Source: Shutterstock

The advantage is that the unbaked powder can often be sifted and reused, but the disadvantage is the need to clean the entire printer in a very complicated way if the material needs to be replaced, and of course also the high cost of acquisition. However, it is widely used for the creation of various prototypes that already have some functionality – other options would be much more expensive.

You will only meet these printers in an industrial environment and their price ranges well above 100 thousand crowns. But their popularity is still rising.


The most well-known and currently the most widespread 3D printing technology among do-it-yourselfers is undoubtedly FDM (Fused Deposition Modeling), sometimes also called FFF (Fused Filament Fabrication). The meaning of these two abbreviations is slightly different in the original sense, but today they are often used as synonyms. This technology melts a plastic string (filament) at different temperatures (according to the exact type and brand) and applies (extrudes) it in layers onto the substrate.

Source: Shutterstock

Most often we now encounter printers that move the print head upwards to create the third dimension (height), but some printers move the pad instead. Although the basic material is plastic, the exact types differ significantly in their properties, quality and price.

We probably encounter this technology most often today. Not only is it widely used in companies, but thanks to its relatively low price, it is also often purchased by various scientific and medical facilities, schools and, last but not least, ordinary households. The price of such a printer will vary according to the requirements of its user, most often it ranges within several tens of thousands of crowns.

Source: Shutterstock

Among the most well-known manufacturers for home use, we can include, for example, Prusa (Czech printers, modified model in the picture), Bambu Lab, Creality, Anycubic, Snapmaker, or even Voron kits (for assembly). However, many of these brands also produce printers working on other principles and do not focus only on FDM/FFF technologies. Professional printers have been manufactured since the nineties by the company Stratasys (which patented the FDM technology at the time), or 3D Systems.

And moreā€¦

Among other, but technically very similar technologies, we can include, for example, WAAM, which works with metals and layers them on top of each other, similar to FDM, but individual layers are welded.
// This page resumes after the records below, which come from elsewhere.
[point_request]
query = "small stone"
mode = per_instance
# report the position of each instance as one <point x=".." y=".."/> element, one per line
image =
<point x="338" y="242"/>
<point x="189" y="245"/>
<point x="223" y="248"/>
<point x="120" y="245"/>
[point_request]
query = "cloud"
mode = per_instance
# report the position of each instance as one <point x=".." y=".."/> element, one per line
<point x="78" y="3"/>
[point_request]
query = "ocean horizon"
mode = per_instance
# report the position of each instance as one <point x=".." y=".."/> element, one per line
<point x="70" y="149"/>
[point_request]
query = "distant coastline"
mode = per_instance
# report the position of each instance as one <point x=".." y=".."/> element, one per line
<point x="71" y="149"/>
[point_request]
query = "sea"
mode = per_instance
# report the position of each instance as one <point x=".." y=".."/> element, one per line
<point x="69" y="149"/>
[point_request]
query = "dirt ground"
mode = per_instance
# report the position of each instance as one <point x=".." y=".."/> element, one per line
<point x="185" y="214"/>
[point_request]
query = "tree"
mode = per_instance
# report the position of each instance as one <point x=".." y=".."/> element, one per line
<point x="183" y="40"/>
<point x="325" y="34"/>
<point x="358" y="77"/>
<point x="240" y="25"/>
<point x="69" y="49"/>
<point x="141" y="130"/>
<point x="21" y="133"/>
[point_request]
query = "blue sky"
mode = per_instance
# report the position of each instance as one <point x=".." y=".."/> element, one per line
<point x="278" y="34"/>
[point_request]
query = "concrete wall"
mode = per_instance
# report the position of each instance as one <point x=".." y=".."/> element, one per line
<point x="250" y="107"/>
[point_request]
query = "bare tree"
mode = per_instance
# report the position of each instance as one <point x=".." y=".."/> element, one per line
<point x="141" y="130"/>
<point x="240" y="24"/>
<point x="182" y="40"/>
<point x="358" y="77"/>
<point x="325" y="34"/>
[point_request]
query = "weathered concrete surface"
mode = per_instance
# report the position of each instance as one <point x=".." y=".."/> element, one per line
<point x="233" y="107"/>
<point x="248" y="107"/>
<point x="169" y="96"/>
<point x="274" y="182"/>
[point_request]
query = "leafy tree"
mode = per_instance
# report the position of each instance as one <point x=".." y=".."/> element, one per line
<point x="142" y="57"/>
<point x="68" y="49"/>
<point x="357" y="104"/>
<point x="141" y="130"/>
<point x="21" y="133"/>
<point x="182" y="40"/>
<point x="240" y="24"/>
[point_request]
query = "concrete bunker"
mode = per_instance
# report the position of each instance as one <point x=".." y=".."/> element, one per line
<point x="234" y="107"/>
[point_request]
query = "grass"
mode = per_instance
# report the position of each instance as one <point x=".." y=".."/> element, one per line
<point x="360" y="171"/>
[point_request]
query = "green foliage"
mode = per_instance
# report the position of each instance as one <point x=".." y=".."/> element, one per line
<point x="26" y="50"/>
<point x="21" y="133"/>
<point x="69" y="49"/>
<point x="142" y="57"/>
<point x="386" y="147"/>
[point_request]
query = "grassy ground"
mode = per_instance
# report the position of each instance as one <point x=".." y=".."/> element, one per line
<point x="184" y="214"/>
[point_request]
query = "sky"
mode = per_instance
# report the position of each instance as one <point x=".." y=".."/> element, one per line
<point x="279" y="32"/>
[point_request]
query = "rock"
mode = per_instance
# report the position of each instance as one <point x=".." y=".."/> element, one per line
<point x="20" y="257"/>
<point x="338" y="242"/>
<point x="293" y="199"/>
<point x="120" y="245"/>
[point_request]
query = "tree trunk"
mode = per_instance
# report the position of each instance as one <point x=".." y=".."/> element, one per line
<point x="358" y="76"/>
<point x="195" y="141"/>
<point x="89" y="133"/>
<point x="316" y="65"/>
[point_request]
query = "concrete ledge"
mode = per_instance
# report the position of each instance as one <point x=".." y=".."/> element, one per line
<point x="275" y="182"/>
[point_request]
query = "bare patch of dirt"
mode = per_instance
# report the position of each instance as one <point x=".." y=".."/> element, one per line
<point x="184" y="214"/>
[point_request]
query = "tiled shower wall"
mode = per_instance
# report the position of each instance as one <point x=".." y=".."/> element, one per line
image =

It is mainly used to create more complex or hard-to-reach metal models and is widely used, for example, in the aviation industry – it saves not only the price but also the material and thus the weight of the result, which is definitely an important factor in this industry.

Source: Shutterstock

Another such specific technology is 3DCP, which was created thirty years ago and is used for the construction of buildings and their parts. Similar to FDM, it layers a self-hardening material on top of itself, but uses a powder like DMLS/SLS to create it, which is mixed with a liquid binder (instead of using a laser).
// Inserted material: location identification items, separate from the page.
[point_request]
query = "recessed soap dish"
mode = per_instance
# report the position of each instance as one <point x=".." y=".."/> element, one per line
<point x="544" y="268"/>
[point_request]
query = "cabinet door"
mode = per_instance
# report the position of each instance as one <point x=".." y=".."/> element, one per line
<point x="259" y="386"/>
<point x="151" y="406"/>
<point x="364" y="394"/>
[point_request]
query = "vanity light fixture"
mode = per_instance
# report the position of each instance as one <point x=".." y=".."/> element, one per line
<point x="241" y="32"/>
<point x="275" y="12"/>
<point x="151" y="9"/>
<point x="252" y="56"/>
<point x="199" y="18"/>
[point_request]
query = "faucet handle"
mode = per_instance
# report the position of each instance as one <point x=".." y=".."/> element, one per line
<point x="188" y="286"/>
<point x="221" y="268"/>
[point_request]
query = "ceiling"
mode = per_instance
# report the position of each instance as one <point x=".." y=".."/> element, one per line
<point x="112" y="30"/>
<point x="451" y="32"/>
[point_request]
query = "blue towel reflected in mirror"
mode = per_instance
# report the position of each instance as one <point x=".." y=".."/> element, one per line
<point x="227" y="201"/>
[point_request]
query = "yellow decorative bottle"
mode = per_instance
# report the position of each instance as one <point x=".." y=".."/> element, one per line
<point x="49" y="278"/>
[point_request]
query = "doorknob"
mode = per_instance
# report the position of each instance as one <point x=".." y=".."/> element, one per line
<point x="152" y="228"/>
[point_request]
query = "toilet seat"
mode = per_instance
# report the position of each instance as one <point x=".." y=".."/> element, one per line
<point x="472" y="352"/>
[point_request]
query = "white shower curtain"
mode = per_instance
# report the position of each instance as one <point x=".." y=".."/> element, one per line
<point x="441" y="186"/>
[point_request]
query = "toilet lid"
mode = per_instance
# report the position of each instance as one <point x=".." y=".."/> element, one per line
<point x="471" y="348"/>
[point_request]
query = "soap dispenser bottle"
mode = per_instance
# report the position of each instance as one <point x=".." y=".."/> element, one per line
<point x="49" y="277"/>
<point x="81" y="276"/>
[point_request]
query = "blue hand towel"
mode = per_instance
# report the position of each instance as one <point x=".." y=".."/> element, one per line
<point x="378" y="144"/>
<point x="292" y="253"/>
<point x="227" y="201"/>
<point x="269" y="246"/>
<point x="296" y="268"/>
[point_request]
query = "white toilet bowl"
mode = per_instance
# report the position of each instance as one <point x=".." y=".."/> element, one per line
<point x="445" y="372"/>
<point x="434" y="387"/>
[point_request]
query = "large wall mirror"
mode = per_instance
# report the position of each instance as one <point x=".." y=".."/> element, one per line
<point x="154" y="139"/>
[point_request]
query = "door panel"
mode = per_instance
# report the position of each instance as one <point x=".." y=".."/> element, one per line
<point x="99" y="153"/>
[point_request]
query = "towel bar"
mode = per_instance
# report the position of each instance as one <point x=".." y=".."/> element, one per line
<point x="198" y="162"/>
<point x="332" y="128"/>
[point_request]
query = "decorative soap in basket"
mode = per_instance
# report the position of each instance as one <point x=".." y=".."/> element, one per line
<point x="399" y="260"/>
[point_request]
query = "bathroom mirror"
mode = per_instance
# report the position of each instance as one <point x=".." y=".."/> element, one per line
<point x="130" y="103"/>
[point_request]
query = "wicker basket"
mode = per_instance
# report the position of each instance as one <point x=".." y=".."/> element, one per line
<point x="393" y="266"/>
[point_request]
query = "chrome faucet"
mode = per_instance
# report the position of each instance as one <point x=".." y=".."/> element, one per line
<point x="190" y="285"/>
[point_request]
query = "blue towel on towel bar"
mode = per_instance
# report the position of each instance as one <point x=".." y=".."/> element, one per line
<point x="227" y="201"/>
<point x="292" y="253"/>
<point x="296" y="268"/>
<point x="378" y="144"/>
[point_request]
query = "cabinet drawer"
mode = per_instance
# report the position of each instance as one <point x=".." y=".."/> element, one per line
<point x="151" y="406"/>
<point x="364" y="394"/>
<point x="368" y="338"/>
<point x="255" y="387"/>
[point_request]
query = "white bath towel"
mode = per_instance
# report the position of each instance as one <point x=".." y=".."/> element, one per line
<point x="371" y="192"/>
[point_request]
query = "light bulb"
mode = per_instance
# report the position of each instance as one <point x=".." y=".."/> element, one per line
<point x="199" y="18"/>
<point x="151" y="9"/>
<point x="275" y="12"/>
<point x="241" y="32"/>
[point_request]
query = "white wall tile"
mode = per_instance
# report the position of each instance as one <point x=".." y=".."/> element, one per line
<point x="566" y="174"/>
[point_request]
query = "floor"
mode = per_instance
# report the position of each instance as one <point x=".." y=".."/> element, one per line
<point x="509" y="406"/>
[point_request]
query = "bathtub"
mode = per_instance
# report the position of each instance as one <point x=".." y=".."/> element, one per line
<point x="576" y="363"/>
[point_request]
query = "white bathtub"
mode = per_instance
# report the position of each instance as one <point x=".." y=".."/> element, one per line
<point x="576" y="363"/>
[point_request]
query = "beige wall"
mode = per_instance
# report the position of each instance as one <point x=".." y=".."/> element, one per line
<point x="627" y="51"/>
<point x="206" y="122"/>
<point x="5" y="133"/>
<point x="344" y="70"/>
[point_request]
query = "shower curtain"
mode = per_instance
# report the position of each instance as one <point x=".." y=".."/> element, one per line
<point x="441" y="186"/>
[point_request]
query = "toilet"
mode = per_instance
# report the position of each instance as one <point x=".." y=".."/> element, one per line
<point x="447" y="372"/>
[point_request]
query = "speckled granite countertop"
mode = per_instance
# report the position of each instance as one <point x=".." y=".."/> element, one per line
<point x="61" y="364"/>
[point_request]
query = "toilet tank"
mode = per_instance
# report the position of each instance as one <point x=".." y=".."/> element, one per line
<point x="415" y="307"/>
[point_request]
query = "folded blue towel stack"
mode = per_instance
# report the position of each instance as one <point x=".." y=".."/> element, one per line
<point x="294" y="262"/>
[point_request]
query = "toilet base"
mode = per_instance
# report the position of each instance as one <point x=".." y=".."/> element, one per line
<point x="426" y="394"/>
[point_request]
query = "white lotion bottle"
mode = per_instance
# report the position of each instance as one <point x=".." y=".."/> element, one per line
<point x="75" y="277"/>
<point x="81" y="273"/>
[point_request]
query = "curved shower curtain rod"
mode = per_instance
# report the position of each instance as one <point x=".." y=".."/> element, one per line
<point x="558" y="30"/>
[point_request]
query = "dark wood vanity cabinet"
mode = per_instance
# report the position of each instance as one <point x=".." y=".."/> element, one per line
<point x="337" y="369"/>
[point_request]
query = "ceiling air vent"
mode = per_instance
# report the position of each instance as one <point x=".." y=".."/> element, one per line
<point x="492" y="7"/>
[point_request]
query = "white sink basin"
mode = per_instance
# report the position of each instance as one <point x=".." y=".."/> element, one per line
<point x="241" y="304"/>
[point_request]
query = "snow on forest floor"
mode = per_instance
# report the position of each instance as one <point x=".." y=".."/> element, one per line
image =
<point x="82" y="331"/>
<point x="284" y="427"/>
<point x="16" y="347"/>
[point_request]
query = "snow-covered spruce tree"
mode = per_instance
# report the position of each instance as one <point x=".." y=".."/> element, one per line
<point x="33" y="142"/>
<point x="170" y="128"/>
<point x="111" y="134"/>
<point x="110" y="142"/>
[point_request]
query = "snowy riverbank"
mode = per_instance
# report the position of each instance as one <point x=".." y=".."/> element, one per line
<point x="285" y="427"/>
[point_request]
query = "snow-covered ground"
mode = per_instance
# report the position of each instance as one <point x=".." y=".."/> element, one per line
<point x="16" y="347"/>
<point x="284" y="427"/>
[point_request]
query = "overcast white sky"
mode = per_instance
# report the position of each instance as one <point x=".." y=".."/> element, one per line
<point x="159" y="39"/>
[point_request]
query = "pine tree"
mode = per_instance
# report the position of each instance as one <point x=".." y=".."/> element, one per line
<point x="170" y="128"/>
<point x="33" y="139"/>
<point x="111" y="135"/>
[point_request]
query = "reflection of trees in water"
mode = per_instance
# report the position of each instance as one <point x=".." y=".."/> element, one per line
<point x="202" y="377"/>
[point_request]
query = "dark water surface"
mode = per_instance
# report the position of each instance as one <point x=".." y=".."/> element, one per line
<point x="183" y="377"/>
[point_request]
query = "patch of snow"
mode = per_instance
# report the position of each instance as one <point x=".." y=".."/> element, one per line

We could go on, but basically every other technology is just a small offshoot of some of the ones we’ve already imagined. Next time we will focus on choosing a printer and materials for beginners.

Source: by

*The article has been translated based on the content of by If there is any problem regarding the content, copyright, please leave a report below the article. We will try to process as quickly as possible to protect the rights of the author. Thank you very much!

*We just want readers to access information more quickly and easily with other multilingual content, instead of information only available in a certain language.

*We always respect the copyright of the content of the author and always include the original link of the source article.If the author disagrees, just leave the report below the article, the article will be edited or deleted at the request of the author. Thanks very much! Best regards!